Recently I discussed with my colleague the vSphere Metro Storage Cluster (vMSC) running on NetApp clustered Data ONTAP 8.3 or later as it is supported already by VMware. Our customer wanted to build a highly available virtual infrastructure stretched between two data centers and based on vSphere HA.
In this post you will find answers for the following questions:
- What Is vSphere Metro Storage Cluster (vMSC)?
- What is NetApp MetroCluster?
- NetApp recommendations for VMware HA.
- Failure scenarios.
vSphere Metro Storage Cluster (vMSC) overview
vSphere Metro Storage Cluster (vMSC) is a certified (you should always check/verify compatibility on VMware Storage Compatibility Guide) configuration for stretched storage (synchronized replication) cluster architectures. It means that you can create a vSphere cluster with hosts in two physical data centers (e.g. Tokyo and Yokohama). Two vMSC configurations are possible based on how the hosts are connected to the storage arrays.
- vMSC Uniform - In this configuration each host can access LUNs exported from both the sites. It helps in protecting against a storage failure at a site.
vMSC non-Uniform - In this configuration each host can access storage resources available only on its local site.
NetApp MetroCluster overview
As shown on the above figure, there are two NetApp clusters with two controllers (nodes) in each cluster. Each node has an HA partner in the same local cluster and a DR partner in the remote cluster. A1 and A2 are HA partners, as are B1 and B2. Node A1 and B1 are DR partners, as are A2 and B2. In an HA failover, one of the nodes in the HA pair temporarily takes over the storage and services of its HA partner.
The MetroCluster itself does not detect and initiate a switchover after site failure. It can be done manually (e.g. by you 😉 ) or using software - Tiebreaker. Tiebreaker is a program installed at a third site with independent connections to each of the two clusters. Tiebreaker monitors and detects individual site failure and intersite link (ISL) failure.
NetApp recommendations for vMSC/HA
There are some NetApp recommendations for vSphere 6.0 HA:
Host Failure Detection:
Specifying a minimum of two additional isolation addresses and that each ofthese addresses be site local.
Host Isolation Response:
The Host Isolation Response setting should be Disabled.
VM Component Protection:
The Response for Datastore with PDL setting should be Power Off and Restart VMs.
- The Response for Datastore with APD setting should be Power Off and Restart VMs.
The Response for APD Recovery After APD Timeout setting should be Disabled.
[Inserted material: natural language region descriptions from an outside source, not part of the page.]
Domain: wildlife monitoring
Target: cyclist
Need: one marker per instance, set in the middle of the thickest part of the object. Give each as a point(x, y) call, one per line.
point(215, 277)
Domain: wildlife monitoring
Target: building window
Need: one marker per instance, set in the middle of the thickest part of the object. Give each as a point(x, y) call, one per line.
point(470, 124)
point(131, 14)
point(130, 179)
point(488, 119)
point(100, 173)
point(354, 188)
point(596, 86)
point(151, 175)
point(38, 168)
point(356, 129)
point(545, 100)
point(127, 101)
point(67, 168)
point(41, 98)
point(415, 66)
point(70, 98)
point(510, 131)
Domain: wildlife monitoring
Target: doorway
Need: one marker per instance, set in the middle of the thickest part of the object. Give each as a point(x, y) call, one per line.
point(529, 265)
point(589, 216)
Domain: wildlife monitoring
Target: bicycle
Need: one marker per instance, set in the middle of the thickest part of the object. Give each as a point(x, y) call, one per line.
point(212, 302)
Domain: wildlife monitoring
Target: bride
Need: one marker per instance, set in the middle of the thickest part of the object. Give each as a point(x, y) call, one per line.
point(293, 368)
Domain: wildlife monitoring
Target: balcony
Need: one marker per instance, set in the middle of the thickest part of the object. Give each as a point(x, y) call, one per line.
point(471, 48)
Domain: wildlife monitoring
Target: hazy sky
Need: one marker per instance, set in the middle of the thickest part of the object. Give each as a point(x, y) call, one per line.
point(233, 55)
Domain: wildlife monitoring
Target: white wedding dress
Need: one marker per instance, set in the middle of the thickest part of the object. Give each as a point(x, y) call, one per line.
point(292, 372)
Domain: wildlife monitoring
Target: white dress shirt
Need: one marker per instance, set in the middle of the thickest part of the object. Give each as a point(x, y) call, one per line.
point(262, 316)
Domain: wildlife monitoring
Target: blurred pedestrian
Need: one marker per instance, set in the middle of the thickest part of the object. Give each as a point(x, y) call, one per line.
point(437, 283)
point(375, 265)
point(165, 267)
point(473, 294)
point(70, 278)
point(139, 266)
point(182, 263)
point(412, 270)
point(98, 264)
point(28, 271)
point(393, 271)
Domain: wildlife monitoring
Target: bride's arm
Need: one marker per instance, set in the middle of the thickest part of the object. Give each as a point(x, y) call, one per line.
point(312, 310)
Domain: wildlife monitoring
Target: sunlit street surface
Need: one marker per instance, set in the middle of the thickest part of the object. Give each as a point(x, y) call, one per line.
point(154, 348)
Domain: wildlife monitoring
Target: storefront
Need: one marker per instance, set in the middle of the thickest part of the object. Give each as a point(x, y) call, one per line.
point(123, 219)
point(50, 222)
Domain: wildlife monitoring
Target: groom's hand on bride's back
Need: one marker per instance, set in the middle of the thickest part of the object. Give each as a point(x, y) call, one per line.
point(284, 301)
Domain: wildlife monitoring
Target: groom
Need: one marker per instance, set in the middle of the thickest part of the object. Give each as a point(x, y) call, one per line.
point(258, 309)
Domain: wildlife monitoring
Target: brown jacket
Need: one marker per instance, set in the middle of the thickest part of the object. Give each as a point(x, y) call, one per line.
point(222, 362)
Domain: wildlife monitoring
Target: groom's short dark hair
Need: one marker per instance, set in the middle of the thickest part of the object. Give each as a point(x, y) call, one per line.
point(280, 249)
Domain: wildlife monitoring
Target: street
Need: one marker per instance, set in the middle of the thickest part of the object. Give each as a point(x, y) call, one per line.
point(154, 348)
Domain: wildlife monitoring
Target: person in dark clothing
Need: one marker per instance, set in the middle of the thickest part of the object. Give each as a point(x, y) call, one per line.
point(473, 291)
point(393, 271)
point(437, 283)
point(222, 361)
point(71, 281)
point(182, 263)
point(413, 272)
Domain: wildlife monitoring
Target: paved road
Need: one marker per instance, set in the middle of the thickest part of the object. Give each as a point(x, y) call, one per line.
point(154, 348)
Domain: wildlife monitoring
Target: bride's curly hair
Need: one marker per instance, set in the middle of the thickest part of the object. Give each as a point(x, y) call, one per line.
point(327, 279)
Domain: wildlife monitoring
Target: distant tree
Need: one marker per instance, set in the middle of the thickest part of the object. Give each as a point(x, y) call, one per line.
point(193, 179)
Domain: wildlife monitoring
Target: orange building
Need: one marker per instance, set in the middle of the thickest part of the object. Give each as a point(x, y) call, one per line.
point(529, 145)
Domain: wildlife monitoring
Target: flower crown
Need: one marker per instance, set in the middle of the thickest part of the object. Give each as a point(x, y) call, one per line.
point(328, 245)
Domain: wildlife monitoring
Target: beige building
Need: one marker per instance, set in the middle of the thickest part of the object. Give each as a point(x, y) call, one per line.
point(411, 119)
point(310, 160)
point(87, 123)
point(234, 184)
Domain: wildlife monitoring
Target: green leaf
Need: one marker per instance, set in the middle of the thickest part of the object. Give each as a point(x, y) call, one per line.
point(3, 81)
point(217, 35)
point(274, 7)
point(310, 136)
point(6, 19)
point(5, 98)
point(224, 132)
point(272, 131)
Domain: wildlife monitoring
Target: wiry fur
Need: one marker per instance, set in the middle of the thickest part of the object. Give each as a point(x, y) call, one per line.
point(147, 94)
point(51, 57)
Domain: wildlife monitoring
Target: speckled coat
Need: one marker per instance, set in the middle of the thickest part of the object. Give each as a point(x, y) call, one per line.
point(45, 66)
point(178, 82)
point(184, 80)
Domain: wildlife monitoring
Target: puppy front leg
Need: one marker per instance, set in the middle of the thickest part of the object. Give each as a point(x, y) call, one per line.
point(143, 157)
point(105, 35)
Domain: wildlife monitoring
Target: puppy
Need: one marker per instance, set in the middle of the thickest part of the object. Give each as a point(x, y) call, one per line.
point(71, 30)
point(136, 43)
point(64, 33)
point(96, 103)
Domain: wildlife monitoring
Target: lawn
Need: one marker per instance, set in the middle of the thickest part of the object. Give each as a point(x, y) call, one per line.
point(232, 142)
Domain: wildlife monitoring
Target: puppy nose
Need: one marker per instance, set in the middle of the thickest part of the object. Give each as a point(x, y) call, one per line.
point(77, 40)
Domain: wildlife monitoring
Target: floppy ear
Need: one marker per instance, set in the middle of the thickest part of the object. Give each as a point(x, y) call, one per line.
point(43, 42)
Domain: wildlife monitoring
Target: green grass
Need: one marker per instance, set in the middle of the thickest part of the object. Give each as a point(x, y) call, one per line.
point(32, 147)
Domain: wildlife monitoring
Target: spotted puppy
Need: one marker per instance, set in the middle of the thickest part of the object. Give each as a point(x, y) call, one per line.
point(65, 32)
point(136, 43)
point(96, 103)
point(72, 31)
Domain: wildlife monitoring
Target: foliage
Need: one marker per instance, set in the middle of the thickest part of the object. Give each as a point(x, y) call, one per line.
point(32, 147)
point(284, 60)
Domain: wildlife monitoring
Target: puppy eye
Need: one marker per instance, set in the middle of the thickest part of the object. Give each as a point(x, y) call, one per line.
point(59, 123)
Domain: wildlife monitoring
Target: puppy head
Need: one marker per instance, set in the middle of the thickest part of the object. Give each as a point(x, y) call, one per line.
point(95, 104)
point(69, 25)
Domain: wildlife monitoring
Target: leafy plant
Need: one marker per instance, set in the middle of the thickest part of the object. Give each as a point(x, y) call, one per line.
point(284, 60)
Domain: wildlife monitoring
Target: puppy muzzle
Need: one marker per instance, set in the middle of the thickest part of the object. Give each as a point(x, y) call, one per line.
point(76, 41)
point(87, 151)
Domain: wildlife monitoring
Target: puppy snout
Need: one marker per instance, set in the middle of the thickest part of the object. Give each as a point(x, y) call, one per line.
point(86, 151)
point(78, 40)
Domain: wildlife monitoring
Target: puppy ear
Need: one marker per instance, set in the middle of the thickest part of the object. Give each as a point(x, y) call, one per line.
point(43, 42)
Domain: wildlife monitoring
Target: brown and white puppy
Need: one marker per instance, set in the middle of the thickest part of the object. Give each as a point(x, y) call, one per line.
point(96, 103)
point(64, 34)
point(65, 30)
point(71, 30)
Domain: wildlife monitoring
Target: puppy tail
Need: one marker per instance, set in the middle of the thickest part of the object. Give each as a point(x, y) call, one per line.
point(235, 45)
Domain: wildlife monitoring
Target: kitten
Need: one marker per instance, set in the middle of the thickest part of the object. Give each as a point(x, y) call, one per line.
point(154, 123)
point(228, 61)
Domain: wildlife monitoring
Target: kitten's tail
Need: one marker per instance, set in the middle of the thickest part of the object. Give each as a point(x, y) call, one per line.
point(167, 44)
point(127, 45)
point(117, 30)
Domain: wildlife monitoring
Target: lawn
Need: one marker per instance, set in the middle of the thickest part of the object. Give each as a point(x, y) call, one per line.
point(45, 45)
For more information please follow two NetApp documents:
- NetApp TR 4375 - MetroCluster for Data ONTAP Version 8.3 Overview and Best Practices
- NetApp TR 4128 - vSphere 6 on NetApp MetroCluster 8.3
There are some failure scenarios (more you can find in the mentioned guides):
|Scenario||NetApp Clustered Data ONTAP behavior||VMware HA Behavior|
|Single Storage Path Failure||No change in MetroCluster behavior - the datastores continue to be intact from their respective sites.||None|
|Single ESXi Host Failure||No change in MetroCluster behavior - the datastores continue to be intact from their respective sites.||Restart VMs in the local site.|
|ESXi Host Isolation||No change in MetroCluster behavior - The datastores continue to be intact from their respective sites.||Depending on the isolation response
configured, the host can choose to power off, shut down the virtual machines, or even leave the virtual machines powered on.
|Disk Shelf Failure||During this period, there is no impact on the virtual machine I/O operations, but there is degraded performance |
because the data is being accessed from the remote disk shelf through ISL links.
|Single Storage Controller Failure||The local HA performs failover.||None|
|Complete Site Failure||The storage administrator or tiebreaker performs a switchover.||Virtual machines running at the failed site fail. VMware HA automatically restarts them on the surviving site.|
MetroCluster provides three basic methods for data continuity in the event of planned or unplanned events:
- Redundant components for protection against single component failure
- Local HA takeover for events affecting a single controller (not available in 7-Mode)
- Complete site switchover
At last, there is a possibility to build a highly available VMware infrastructure based on NetApp MetroCluster with two nodes in each site!